= Aldiscon =

Aldiscon Limited was a telecommunications software company founded in Dublin, Ireland, in 1988. The company supplied software products to mobile phone operators and became a leader in the supply of short message service centres (SMSC).

== History ==
Aldiscon was founded in 1988 by Gilbert Little.

Aldiscon launched the world's first commercial Short Messaging Services in 1993 using its Telepath SMSC platform in the UK, Hong Kong and USA. By the time of its sale to Logica Plc in 1997, the company supplied over 70 mobile carriers worldwide in technologies including GSM, DCS 1800, UMTS, IS-95 (CDMA), CDMA2000, ANSI-136 (TDMA), Japanese PDC and Motorola's iDEN.

Aldiscon developed the Short Message Peer-to-Peer (SMPP) telecommunications industry protocol for exchanging SMS messages between SMS peer entities such as short message service centres, voice mail systems and distributed telemetry elements. By the late 1990s, the company put the protocol into a non-profit entity called the SMS Forum whose members included both messaging system suppliers and carriers.

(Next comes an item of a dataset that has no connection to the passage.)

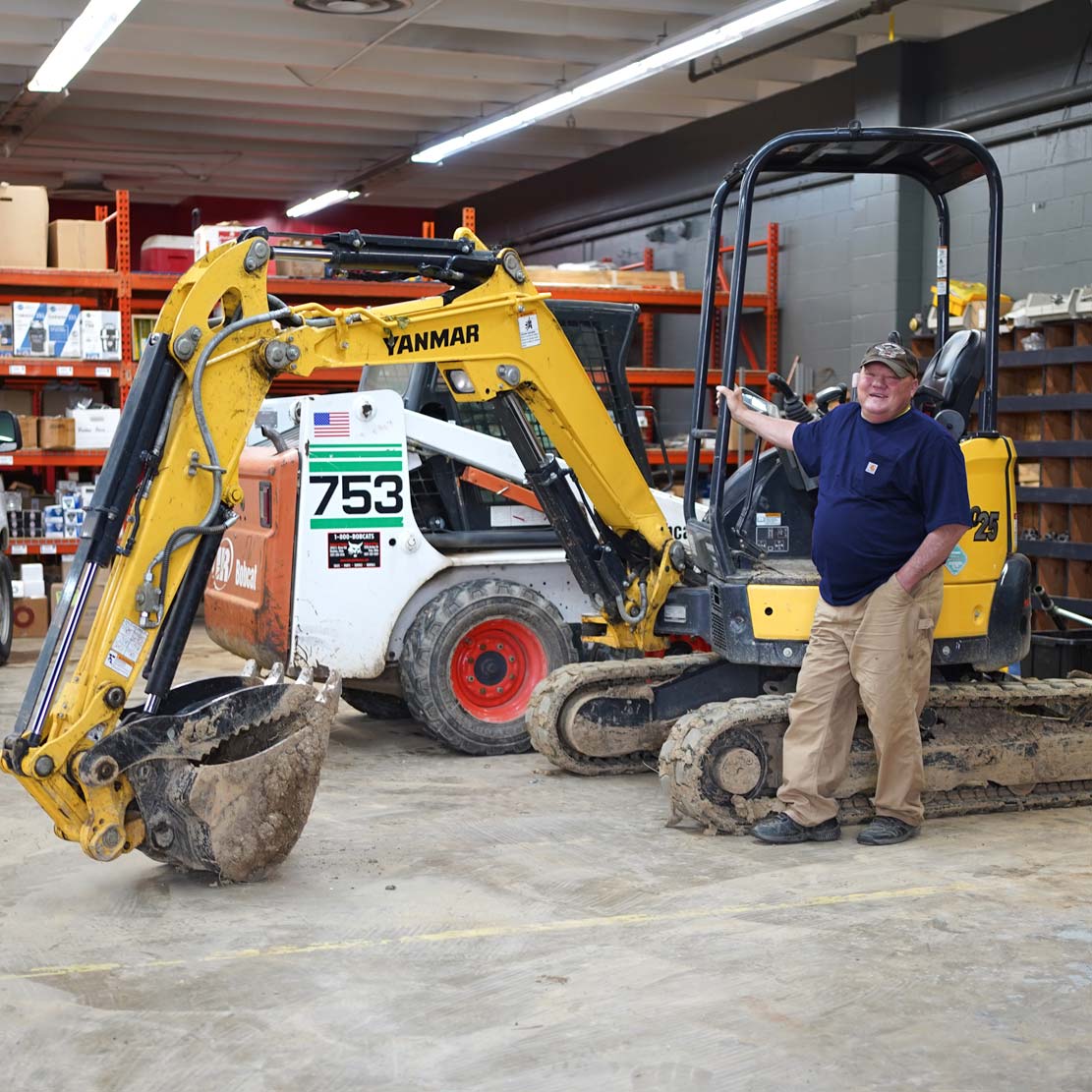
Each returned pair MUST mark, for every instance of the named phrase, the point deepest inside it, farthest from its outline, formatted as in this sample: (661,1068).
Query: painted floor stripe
(489,932)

Aldiscon founders helped establish several mobile software companies based in the Republic of Ireland and in Northern Ireland, UK. Some include Aldiscon, Apion, Aepona, Ammeon, Accuris Networks and Altion.

Aldiscon originally consisted of three subsidiaries: Aldiscon Telecommunications Software Systems, Ltd. based in Dublin, Ireland; Aldiscon, Inc. based in Dublin, Ohio USA; and Aldiscon Northern Ireland Ltd. based in Belfast, Northern Ireland.

==Acquisition by Logica==
Aldiscon was acquired by Logica Plc of London, UK in 1997 for GBP 56.9 million. Logica Plc was a large systems integration firm and it renamed Aldiscon as Logica Mobile Networks. By 2002, Logica Mobile Networks generated USD 400M of Logica's revenue. At the time of the sale, Aldiscon Northern Ireland was spun out into a separate company, Apion Ltd, and retained by the original owners. Logica Mobile Networks was divested from Logica in 2007, with the new company named Acision and Aldiscon founder Larry Quinn returning to chair it.

In October 1999, Phone.com acquired APiON's Wireless Application Protocol (WAP) product division. APiON shareholders received 1.3 million shares in Phone.com valued at approximately £150 million (US$239 million). A new spin off company, AePONA, was created at same time and retained by the original owners.